La metodología combina encuestas estructuradas a comercios y prestadores de servicios formales con ponderación por localidad y rubro de actividad, bajo un diseño de cuotas que busca representatividad provincial dentro de los márgenes propios de una muestra no probabilística. Los datos son procesados con criterios de tratamiento de valores atípicos (método IQR de Tukey) y desestacionalización, lo que permite distinguir entre variaciones coyunturales y tendencias de fondo. En su diseño conceptual se tomaron como referencia estándares de organismos internacionales —entre ellos Naciones Unidas, FMI, Eurostat y OCDE— para la construcción de indicadores de corto plazo, aportando robustez metodológica y comparabilidad con otros relevamientos similares a nivel nacional e internacional.

El IPAE produce tres indicadores centrales para cada rubro y para el total provincial: variación interanual, variación intermensual desestacionalizada y variación acumulada en el año. Complementariamente, incorpora un módulo de clima de negocios que releva la percepción de los empresarios sobre su situación actual, sus expectativas a doce meses y su disposición a invertir.

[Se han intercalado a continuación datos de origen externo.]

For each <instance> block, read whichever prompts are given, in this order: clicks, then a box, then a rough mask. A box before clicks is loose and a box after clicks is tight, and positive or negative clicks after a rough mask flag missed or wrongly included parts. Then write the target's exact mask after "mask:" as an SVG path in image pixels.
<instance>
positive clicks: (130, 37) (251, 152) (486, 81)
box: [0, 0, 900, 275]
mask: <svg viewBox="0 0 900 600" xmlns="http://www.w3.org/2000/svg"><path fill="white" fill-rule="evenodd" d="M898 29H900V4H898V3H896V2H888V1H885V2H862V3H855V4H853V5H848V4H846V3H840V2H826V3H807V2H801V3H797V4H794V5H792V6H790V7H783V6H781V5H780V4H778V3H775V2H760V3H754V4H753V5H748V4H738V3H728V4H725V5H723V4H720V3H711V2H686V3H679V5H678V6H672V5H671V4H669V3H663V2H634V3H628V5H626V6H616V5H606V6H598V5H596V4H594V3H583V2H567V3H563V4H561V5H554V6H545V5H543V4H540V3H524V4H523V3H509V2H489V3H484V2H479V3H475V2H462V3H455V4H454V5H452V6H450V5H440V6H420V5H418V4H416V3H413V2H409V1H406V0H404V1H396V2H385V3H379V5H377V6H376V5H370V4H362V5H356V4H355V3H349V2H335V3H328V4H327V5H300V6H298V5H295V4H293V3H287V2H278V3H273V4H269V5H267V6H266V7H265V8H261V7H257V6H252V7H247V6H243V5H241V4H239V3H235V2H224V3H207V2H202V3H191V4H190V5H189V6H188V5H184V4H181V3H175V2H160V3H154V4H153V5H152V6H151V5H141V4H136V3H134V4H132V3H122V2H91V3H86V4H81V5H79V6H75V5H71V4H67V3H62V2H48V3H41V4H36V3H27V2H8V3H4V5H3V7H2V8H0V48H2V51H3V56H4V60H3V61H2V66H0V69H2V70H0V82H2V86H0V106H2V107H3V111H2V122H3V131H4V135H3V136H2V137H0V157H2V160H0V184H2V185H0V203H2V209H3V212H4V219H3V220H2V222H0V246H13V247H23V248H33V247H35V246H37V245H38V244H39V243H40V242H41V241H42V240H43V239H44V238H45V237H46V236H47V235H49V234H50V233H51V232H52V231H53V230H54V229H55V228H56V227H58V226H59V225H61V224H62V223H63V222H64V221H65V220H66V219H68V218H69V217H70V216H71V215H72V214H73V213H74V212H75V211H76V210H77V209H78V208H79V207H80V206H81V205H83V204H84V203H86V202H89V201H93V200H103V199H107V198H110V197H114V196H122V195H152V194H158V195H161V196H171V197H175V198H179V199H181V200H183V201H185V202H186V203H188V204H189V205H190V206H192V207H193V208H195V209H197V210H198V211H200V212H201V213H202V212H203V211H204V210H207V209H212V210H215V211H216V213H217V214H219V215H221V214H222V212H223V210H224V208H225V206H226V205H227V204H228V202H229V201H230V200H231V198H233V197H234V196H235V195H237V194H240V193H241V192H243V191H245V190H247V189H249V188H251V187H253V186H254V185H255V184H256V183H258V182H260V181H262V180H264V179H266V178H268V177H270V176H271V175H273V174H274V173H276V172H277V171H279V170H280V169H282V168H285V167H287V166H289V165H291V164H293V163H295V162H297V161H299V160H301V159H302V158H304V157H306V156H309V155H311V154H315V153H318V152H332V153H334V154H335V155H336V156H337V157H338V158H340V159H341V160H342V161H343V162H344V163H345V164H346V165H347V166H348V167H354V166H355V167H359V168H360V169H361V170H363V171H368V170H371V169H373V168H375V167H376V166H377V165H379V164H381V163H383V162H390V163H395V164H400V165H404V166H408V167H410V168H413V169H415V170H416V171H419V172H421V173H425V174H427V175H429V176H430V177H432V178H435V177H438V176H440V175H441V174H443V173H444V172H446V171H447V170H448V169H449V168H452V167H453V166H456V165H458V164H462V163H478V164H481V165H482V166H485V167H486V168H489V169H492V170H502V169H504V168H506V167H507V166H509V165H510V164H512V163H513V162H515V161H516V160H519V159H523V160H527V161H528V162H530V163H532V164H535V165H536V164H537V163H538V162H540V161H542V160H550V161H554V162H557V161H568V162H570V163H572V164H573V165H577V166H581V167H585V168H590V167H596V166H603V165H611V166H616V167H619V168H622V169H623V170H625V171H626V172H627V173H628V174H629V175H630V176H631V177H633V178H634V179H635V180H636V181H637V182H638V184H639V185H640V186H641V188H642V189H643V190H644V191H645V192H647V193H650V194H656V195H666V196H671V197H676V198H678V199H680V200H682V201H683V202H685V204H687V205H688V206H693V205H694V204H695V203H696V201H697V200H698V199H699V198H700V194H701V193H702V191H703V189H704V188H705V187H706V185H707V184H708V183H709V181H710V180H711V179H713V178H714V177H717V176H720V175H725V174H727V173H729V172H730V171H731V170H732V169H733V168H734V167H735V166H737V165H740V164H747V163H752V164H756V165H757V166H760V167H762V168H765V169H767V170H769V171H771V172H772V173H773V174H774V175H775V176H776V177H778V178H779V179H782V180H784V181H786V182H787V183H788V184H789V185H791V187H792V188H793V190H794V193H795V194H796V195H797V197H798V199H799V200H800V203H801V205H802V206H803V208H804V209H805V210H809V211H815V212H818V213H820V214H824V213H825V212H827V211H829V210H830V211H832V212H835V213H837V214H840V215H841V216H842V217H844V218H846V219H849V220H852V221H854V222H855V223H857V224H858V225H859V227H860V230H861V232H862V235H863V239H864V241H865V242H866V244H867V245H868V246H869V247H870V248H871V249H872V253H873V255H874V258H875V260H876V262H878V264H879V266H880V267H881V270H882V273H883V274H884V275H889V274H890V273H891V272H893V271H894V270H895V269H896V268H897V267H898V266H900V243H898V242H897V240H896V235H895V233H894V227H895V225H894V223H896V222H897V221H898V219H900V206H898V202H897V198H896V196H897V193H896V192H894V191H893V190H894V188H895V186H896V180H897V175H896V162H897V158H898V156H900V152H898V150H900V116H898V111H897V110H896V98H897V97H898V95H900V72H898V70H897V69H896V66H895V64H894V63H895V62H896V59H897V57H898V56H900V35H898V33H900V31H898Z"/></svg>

La cobertura sectorial abarca siete rubros: Alimentos y Bebidas; Calzado, Indumentaria y Textiles; Farmacia y Perfumería; Ferretería, Construcción, Bazar, Hogar y Muebles; Servicios Personales y Profesionales; Industria Manufacturera y Despacho de Combustibles. La selección responde al peso de estos sectores en el consumo de los hogares, su presencia territorial en localidades del interior y su capacidad para reflejar la dinámica de la demanda interna.

El IPAE se constituye así en una herramienta de información de alta frecuencia orientada a cubrir vacíos estadísticos a nivel subnacional, y ofrece un insumo concreto para cámaras empresariales, organismos públicos provinciales y municipales, actores institucionales y medios especializados en el seguimiento de la economía regional del NEA.

El IPAE es una herramienta estadística impecable. Pero lo que revela es una realidad que no necesita gráficos para ser entendida: la economía pyme del Chaco está en terapia intensiva. 6,2% de caída interanual. 7,3% acumulado. Cinco de seis rubros en rojo. Casi la mitad de las empresas dice que está peor que hace un año. Los números son contundentes, pero lo que duele no son los porcentajes. Es lo que hay detrás. El comerciante que ve cómo su cliente ya no compra la misma cantidad. El ferretero que sabe que la construcción está paralizada. El farmacéutico que ve cómo sus clientes eligen genéricos porque no llegan a la marca. El dueño del local de ropa que compite con la mercadería que entra de Paraguay sin impuestos. Todos ellos están en el IPAE. No como números, sino como historias de resistencia cotidiana. Y el dato más preocupante no es la caída: es la brecha entre expectativa e inversión. Más de la mitad de los empresarios cree que el año que viene va a estar mejor, pero sólo un tercio está dispuesto a invertir. Es decir: quieren creer, pero no pueden apostar. Y sin inversión, no hay recuperación posible. La economía pyme chaqueña no necesita promesas. Necesita que algo cambie. Mientras tanto, el IPAE seguirá marcando lo que todos ya saben: la cosa no está bien. Y lo peor es que, por ahora, no se ve cuándo va a mejorar.